Intervista al governatore dello Stato Apure

di Geraldina Colotti – Caracas

Intervista al governatore dello Stato Apure (Venezuela), Eduardo Piñate

 

Come esponente della direzione nazionale del Psuv e segretario esecutivo della presidenza del partito, Eduardo Piñate ha coordinato un congresso di grande importanza, che ha messo a tema tutte le sfide a cui si trova di fronte la rivoluzione bolivariana dopo oltre vent’anni di esistenza. Il congresso – il V per il Psuv e il IV per la Jpsuv – ha unito nei suoi principali momenti i quadri di provata esperienza con la nuova generazione che, come ha auspicato il presidente Maduro, deve prendere il testimone e assumere la direzione del nuovo corso.
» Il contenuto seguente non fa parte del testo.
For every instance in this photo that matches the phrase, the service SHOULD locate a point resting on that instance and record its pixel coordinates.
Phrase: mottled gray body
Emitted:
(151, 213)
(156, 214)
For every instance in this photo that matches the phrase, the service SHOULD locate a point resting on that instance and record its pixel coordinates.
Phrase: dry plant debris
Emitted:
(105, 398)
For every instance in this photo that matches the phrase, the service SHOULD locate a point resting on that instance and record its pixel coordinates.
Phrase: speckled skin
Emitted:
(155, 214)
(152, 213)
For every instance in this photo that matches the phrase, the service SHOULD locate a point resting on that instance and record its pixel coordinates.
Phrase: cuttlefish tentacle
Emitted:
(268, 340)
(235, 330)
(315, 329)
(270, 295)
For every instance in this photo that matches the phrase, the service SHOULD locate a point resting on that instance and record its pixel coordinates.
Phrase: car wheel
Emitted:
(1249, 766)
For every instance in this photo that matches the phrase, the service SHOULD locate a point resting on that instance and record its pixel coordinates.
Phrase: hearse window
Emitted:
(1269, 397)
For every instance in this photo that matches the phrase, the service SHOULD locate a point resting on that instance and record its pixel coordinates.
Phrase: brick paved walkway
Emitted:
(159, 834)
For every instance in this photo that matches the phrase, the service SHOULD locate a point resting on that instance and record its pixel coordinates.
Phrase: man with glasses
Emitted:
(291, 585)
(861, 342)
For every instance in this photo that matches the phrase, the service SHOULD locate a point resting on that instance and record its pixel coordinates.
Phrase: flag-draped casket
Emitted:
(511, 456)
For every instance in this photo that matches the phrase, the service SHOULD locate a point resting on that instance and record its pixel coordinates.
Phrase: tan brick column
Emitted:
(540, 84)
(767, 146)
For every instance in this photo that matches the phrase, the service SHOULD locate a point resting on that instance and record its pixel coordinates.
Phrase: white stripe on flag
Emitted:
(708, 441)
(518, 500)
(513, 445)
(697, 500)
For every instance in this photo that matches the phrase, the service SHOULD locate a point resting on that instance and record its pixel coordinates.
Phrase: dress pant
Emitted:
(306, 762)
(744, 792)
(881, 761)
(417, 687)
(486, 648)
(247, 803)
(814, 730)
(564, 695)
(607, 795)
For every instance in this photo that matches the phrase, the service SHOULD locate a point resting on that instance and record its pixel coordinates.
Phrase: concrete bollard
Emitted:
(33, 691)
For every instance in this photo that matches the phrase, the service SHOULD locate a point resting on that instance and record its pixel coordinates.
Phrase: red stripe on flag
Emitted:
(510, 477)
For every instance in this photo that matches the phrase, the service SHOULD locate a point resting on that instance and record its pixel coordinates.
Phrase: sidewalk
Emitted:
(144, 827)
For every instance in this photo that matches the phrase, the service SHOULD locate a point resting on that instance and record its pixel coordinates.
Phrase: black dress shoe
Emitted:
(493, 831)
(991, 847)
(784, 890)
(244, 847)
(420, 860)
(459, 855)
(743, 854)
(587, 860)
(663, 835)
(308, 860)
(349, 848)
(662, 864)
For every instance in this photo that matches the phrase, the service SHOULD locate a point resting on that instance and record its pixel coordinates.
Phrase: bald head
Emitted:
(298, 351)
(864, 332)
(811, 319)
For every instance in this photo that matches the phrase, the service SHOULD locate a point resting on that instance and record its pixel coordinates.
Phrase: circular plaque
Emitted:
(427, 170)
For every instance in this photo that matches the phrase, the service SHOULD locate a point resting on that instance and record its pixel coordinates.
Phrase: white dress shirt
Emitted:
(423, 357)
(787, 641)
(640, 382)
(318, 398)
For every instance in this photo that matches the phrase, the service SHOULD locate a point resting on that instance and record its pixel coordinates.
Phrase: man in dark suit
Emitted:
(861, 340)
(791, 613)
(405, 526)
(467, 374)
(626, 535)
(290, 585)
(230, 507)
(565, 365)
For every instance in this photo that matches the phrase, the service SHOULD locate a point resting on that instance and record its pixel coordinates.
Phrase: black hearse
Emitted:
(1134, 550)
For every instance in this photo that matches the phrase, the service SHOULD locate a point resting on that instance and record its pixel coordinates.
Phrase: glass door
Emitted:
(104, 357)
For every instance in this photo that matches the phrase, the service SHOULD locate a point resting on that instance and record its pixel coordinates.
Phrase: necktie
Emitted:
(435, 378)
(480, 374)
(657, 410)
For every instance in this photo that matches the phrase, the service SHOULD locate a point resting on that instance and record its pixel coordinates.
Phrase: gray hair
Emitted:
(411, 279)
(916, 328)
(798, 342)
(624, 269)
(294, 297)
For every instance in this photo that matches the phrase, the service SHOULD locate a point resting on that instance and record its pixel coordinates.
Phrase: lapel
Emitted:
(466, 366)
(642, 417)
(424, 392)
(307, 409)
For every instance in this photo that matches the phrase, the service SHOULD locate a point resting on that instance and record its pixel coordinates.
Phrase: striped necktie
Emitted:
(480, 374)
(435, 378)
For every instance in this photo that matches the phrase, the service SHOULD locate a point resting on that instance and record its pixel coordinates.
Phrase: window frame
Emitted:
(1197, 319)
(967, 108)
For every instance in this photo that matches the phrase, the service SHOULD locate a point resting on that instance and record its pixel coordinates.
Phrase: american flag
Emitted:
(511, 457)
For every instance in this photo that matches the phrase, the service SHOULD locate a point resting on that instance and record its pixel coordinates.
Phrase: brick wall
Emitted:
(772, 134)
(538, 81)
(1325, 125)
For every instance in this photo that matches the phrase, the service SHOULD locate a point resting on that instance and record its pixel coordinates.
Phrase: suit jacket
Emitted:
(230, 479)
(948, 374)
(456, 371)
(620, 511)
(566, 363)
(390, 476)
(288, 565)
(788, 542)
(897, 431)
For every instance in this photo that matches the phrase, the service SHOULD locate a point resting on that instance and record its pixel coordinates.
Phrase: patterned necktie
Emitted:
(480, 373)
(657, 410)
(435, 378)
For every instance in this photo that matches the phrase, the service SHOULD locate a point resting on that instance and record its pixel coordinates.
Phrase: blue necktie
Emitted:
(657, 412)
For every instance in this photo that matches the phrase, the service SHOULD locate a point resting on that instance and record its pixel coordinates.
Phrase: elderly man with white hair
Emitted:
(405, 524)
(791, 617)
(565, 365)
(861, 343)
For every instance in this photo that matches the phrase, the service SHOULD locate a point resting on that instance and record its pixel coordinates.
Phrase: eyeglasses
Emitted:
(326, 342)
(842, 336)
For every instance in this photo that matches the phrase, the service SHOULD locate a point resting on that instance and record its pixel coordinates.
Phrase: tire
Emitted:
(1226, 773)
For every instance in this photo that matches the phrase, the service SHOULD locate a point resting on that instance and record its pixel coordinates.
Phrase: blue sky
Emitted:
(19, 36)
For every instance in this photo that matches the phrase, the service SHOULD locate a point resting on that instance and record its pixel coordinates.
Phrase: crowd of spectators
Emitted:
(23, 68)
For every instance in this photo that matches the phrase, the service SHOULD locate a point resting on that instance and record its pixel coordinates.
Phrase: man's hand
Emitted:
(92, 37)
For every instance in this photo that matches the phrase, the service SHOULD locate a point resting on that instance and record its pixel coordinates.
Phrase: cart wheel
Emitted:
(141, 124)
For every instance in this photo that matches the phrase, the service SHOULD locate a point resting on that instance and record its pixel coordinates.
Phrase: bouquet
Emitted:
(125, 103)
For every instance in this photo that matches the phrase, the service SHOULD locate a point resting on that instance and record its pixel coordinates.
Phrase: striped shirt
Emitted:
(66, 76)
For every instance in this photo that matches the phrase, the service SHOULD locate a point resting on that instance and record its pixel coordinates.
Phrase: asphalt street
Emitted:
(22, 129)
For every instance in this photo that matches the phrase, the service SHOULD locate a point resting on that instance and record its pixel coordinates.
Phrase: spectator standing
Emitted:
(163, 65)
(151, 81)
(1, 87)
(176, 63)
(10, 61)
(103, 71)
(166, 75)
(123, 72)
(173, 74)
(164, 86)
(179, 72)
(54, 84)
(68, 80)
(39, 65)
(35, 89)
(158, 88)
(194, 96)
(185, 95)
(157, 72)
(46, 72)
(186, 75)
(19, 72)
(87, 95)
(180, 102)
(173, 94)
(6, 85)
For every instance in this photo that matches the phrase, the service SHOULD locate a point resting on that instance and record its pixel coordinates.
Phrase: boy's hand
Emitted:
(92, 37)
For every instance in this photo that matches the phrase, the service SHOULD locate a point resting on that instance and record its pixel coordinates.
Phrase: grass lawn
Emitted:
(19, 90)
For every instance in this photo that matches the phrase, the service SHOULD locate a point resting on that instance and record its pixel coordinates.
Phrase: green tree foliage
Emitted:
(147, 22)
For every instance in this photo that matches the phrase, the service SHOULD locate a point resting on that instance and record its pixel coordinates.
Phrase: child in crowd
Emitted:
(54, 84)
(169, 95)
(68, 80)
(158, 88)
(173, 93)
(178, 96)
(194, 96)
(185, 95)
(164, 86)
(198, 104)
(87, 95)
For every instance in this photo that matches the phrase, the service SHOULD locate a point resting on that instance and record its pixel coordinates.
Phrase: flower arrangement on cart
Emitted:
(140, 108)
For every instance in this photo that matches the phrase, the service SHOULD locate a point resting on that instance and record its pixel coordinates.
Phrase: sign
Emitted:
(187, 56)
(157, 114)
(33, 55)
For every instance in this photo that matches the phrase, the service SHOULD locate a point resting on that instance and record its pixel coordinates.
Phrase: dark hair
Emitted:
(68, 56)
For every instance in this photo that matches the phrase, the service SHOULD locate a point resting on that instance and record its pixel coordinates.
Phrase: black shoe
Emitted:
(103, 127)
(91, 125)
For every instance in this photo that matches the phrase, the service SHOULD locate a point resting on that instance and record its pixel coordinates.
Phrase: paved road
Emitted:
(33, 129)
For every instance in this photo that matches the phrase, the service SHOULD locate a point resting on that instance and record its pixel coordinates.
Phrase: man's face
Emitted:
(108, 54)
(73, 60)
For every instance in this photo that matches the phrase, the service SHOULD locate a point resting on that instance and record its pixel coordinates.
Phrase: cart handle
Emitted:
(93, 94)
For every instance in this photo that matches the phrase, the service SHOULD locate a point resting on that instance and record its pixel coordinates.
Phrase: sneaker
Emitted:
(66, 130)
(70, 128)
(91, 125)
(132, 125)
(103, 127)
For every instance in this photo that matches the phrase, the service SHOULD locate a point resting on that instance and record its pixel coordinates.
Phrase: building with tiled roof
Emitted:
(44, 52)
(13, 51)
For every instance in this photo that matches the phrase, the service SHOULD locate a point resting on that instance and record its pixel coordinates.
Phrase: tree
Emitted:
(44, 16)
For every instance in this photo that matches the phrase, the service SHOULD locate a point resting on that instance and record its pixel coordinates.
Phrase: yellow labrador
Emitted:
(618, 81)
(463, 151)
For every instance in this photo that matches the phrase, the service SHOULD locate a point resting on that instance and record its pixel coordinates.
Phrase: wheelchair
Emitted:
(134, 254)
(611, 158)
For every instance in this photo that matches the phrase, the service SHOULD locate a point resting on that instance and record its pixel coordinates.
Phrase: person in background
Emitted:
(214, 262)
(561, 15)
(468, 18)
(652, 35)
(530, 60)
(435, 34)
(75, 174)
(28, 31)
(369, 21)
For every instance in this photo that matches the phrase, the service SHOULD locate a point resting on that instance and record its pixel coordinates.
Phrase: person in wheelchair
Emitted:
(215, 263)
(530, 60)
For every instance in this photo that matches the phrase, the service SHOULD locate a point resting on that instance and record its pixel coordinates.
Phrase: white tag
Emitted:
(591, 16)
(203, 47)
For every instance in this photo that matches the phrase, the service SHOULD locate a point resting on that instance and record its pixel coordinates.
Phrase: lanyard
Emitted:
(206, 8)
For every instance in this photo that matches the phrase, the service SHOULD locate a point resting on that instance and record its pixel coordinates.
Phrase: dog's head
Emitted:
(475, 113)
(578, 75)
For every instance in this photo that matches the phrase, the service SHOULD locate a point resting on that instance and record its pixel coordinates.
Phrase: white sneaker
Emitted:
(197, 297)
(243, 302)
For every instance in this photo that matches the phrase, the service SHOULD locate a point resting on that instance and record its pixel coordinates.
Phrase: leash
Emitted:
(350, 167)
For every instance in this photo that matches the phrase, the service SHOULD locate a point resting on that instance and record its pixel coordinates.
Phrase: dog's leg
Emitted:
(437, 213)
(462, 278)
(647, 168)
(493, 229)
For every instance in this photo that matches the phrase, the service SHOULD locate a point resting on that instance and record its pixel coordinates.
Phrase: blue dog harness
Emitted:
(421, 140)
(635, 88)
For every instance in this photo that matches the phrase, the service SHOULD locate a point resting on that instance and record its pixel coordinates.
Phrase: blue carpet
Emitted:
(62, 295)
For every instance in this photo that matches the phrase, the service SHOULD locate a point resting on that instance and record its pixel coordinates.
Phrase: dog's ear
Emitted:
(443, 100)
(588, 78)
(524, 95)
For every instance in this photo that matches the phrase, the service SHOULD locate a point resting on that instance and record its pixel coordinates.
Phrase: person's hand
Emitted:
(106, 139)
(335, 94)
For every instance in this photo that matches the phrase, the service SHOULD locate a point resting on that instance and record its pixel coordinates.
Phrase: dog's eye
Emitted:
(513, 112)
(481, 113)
La vivacità del dibattito nei vari tavoli di lavoro, ha mostrato che questi nuovi dirigenti, giovani donne e uomini, esistono e propongono con entusiasmo una nuova spinta a quello che loro chiamano “il partito adulto” a cui, a volte, non hanno risparmiato critiche. La qualità delle relazioni, presentate al congresso da vari dirigenti, hanno declinato i temi (dal femminismo socialista, alla nuova etica, dalla comunicazione all’organizzazione, dall’architettura istituzionale e diplomatica, alla politica internazionale), di cui si continuerà a discutere per tutto l’anno, approfondendo le proposte emerse durante il congresso. Di questo abbiamo parlato in questa intervista con Eduardo Piñate, che il 12 marzo ha festeggiato i suoi 100 giorni come governatore dello Stato Apure.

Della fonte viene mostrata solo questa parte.